The collection also includes paintings, bronzes and stone sculptures, terracotta's, woodcarvings, erotica, textile, beads, photo archives and rare books. The antiquities of the collection are of historical interest, dating back 2600 years and illustrate the art, crafts, literature, science, religion and customs of the bygone ages of India.
"There is no business involved in this as we are doing it out of passion and hence we have not made any budget for the programme," he said, adding going forward they plan to collaborate with different museums in different cities to display this rarest of rare coin collection.
These coins were sourced by the late British army officer Lance Dane, who donated them to the Hinduja Foundation.
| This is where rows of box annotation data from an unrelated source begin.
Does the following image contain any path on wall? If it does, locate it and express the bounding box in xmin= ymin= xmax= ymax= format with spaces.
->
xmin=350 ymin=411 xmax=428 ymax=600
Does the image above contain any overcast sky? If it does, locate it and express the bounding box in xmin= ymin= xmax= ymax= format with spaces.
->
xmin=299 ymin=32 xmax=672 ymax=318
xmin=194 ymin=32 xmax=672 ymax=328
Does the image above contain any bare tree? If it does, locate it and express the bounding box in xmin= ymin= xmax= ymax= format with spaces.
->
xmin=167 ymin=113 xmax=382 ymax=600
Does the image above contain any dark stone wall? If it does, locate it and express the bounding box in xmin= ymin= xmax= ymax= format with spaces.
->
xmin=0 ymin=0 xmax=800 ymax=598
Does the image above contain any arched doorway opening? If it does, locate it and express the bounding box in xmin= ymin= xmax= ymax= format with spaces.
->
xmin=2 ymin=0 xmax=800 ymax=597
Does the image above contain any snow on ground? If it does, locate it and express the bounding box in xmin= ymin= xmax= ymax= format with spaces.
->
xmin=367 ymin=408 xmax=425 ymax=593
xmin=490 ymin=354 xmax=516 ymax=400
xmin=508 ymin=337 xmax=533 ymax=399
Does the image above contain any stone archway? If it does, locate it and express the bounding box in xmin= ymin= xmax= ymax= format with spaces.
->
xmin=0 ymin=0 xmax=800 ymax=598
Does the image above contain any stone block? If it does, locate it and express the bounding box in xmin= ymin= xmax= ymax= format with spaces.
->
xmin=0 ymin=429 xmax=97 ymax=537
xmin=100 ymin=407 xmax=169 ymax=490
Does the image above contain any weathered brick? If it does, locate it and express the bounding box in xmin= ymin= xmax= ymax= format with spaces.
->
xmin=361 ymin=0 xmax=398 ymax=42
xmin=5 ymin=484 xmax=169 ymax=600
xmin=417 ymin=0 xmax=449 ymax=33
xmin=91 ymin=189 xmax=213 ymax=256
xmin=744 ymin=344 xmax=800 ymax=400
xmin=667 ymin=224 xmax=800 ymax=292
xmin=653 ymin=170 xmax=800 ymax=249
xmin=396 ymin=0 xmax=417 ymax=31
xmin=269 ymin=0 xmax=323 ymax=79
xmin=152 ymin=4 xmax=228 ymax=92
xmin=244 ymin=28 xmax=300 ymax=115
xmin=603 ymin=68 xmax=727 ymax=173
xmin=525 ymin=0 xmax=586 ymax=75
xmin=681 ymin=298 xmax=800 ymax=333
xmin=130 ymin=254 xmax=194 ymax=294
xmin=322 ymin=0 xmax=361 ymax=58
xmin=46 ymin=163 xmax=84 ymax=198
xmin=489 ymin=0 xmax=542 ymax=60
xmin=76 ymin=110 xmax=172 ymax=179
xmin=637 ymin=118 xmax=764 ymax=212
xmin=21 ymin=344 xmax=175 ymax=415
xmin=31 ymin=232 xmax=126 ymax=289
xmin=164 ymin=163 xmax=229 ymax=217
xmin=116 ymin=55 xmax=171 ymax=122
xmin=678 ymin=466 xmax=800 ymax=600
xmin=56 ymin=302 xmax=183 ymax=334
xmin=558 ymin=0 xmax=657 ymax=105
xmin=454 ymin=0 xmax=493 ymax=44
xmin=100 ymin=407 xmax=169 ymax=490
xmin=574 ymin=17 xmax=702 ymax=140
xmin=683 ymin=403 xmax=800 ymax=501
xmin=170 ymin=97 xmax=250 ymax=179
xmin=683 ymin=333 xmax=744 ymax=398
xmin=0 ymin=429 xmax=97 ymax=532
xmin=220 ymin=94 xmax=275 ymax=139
The coins were put on a private viewing here last evening called the 'Lance Dane Bequest'. Dane lived in India much after the British had left the country.
Most of the coins are silver, copper, lead, potin (a mixture of cobalt, tin and arsenic) and gold fanams. Some of the coin series are probably the most comprehensive representations of entire dynasties like Satavahana dynasty (150 BC to 250 AD).
The collection has punch marked Mudras, the earliest known coins of the country, and are amongst the best known. It also highlights another dynasty Western Kshatrapas (1st to 5th AD) that is known through its coinage only and is amongst the earliest dated coins of India.